| 300 g | Riso carnaroli o arborio |
| 150 g | Carne macinata di manzo |
| 80 g | Melanzana |
| 100 g | Piselli freschi o surgelati |
| 50 g | Formaggio ragusano o caciocavallo grattugiato |
| 40 g | Cipolla bianca |
| 800 ml | Brodo di manzo tiepido |
| 120 g | Pane grattugiato finissimo |
| 2 | Uova medie intere |
| 1,5 l | Olio di arachide per friggere |
| 20 g | Passata di pomodoro |
| 2 g | Sale fino |
| 1 g | Pepe nero macinato |
| 285 | kcal |
| 8 | g Proteine |
| 12 | g Grassi |
| 5 | g di cui saturi |
| 38 | g Carboidrati |
| 3 | g di cui zuccheri |
| 2 | g Fibre |
| 0,8 | g Sale |
L'arancino palermitano offre un contrasto fra la fragranza salata del ragù di carne macinata finemente e la dolcezza delicata dei piselli e della melanzana fritta. Il formaggio aggiunge una nota burrosa che non deve mai coprire il sapore principale del brodo di carne in cui il riso è stato cucinato. Si mangia preferibilmente tiepido, subito dopo la frittura, magari con una spicca di limone fresco o accompagnato da un bicchiere di latte freddo che attenua la ricchezza del grasso della frittura.
Non cuocere il riso in meno di 15 minuti e non aspettare che sia completamente freddo prima di modellare. Se il riso è ancora caldo non compatta bene e si rompe durante la frittura lasciando fuoriuscire il ripieno. Se invece diventa troppo freddo si indurisce e non modelli bene. Inoltre, non aggiungere il burro o il formaggio al riso prima della panatura: il riso deve restare asciutto per tenere meglio la forma durante la frittura.

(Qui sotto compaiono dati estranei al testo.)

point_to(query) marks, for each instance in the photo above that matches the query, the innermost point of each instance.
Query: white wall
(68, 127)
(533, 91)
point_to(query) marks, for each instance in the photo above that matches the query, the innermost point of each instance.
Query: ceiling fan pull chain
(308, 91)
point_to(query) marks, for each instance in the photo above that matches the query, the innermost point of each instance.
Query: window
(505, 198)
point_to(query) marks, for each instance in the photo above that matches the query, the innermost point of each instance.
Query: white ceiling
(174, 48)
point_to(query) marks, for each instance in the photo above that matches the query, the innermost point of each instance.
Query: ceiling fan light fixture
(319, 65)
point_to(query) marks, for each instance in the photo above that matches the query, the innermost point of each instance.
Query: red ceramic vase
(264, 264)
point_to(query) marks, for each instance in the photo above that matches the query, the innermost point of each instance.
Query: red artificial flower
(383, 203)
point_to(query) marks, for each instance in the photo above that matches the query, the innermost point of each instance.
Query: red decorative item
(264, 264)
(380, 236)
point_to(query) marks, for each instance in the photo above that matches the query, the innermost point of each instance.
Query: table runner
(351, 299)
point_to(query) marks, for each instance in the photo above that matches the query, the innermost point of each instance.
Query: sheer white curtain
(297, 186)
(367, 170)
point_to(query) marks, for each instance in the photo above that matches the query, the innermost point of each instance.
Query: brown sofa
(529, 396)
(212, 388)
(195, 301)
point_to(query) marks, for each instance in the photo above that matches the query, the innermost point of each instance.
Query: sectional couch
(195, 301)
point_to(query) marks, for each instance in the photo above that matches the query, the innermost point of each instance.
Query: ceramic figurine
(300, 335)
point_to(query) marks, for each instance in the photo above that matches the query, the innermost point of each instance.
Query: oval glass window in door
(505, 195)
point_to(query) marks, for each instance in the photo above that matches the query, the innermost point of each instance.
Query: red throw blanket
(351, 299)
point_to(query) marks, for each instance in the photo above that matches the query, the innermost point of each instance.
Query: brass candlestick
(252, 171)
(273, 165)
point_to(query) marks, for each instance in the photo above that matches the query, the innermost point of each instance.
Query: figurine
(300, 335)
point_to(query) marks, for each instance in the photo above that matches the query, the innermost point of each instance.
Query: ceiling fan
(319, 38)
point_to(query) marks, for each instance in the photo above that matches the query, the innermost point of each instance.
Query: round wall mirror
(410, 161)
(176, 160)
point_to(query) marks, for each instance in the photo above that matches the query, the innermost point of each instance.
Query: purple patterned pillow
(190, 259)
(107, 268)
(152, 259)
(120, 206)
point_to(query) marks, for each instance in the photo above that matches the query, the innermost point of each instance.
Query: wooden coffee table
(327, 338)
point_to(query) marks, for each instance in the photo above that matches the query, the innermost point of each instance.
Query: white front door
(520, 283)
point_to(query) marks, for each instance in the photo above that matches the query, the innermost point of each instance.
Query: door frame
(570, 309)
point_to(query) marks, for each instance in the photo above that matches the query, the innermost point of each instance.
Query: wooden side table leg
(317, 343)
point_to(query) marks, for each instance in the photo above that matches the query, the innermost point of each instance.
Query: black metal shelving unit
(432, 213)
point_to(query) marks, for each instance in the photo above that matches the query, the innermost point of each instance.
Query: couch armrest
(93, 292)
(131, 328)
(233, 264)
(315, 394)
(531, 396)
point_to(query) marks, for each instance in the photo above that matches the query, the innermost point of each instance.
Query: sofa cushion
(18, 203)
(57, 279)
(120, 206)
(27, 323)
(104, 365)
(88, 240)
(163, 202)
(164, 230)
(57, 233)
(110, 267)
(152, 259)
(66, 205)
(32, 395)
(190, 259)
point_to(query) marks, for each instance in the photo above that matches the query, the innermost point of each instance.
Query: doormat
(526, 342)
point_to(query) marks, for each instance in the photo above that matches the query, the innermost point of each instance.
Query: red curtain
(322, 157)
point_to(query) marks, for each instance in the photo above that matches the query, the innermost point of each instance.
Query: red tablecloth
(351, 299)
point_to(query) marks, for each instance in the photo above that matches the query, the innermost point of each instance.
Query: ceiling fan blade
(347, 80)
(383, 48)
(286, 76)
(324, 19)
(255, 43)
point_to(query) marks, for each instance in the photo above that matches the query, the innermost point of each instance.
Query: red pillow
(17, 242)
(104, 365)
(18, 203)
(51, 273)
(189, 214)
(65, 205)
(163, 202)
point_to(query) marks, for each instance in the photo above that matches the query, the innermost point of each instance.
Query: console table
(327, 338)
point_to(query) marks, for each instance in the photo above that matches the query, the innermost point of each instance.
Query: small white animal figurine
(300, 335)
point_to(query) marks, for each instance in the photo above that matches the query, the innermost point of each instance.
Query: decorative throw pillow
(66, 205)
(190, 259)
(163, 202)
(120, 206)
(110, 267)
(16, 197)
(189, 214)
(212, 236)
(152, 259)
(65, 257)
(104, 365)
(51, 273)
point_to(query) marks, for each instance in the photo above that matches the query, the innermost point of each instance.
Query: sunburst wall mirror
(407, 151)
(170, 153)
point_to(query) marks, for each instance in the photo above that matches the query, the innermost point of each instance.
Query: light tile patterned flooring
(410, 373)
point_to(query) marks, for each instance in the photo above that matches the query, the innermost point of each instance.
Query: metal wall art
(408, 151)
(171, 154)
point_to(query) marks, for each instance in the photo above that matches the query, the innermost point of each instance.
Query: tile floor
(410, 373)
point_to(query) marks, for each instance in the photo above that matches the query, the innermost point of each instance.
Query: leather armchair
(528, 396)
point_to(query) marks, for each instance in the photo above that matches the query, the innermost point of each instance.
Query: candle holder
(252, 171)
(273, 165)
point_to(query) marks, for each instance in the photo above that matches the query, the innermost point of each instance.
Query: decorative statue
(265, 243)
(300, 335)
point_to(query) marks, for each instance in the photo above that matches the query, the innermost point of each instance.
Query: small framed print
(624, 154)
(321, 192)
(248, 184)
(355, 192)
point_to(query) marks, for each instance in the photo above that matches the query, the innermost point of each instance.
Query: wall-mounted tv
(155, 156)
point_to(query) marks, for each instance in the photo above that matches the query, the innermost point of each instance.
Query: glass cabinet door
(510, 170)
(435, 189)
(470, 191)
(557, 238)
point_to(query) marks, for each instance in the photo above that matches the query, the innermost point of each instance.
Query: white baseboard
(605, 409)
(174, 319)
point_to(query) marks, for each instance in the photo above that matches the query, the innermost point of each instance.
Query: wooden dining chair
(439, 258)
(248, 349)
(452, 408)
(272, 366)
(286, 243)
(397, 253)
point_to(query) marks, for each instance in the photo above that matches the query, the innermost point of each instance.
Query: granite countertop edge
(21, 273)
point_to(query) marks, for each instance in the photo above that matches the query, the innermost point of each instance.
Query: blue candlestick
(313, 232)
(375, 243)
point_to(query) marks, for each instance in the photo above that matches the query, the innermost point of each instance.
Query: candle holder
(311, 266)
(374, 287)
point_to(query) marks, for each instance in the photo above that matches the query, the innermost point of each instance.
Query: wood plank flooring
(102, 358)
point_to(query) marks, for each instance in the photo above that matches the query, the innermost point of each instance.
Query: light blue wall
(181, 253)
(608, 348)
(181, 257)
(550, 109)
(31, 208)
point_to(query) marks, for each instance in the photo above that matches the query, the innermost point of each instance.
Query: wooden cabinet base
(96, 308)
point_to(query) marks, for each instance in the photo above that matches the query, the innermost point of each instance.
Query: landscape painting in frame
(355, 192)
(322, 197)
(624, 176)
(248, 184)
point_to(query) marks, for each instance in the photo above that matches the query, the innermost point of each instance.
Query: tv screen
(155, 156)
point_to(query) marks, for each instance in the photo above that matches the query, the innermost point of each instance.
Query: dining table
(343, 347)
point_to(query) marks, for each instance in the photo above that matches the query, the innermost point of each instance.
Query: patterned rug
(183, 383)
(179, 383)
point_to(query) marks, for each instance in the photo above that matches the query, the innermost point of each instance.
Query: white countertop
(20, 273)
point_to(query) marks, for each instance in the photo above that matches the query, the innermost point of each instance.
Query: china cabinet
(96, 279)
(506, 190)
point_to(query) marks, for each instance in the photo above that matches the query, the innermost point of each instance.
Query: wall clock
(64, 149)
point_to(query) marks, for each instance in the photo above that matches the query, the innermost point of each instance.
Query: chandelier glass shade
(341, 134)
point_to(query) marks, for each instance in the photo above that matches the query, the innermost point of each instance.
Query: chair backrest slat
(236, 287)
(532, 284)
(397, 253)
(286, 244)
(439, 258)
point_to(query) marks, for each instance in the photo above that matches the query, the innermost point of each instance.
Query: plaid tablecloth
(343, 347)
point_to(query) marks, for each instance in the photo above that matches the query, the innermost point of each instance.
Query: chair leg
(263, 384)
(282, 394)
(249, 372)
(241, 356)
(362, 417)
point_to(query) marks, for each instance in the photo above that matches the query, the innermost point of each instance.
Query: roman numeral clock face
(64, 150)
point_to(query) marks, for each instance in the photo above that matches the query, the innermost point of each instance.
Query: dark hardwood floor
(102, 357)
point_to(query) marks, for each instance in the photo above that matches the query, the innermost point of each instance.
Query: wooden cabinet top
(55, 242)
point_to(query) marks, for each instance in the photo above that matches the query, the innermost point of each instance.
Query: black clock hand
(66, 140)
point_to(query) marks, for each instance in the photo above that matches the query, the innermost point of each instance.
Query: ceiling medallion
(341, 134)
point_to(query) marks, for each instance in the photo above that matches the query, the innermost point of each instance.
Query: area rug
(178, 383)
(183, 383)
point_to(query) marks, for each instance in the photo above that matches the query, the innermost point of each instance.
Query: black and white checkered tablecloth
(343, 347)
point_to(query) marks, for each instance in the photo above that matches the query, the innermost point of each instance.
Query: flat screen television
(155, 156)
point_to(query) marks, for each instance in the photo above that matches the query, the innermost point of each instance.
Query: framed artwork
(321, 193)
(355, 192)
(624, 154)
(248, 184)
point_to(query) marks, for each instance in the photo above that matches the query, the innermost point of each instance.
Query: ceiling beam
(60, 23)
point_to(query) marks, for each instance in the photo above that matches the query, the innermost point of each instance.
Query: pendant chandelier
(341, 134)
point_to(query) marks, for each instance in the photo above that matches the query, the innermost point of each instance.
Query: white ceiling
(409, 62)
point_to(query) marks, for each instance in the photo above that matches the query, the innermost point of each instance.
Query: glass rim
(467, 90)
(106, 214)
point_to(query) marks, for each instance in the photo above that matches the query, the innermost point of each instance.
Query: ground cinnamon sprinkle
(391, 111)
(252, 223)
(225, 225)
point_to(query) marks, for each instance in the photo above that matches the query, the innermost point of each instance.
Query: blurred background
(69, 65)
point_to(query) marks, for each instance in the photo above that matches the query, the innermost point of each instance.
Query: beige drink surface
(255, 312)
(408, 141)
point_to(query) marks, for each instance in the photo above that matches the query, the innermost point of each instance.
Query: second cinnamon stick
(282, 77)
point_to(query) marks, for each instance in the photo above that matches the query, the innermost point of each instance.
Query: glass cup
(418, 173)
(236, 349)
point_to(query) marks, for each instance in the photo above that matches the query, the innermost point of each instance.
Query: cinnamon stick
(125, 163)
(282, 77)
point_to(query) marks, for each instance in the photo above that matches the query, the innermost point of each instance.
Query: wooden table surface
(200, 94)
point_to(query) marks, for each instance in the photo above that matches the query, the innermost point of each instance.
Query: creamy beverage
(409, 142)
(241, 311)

L'arancino palermitano è un piatto della tradizione che si prepara tutto l'anno, dal lunedì al venerdì come merenda nelle strade di Palermo e zone circostanti. In inverno è apprezzato perché sazia e scalda, in estate è consumato a temperatura tiepida durante la pausa. Le ricorrenze religiose tradizionali come la festa di San Giuseppe vedevano gli arancini fra gli alimenti preparati dalle famiglie in cucina.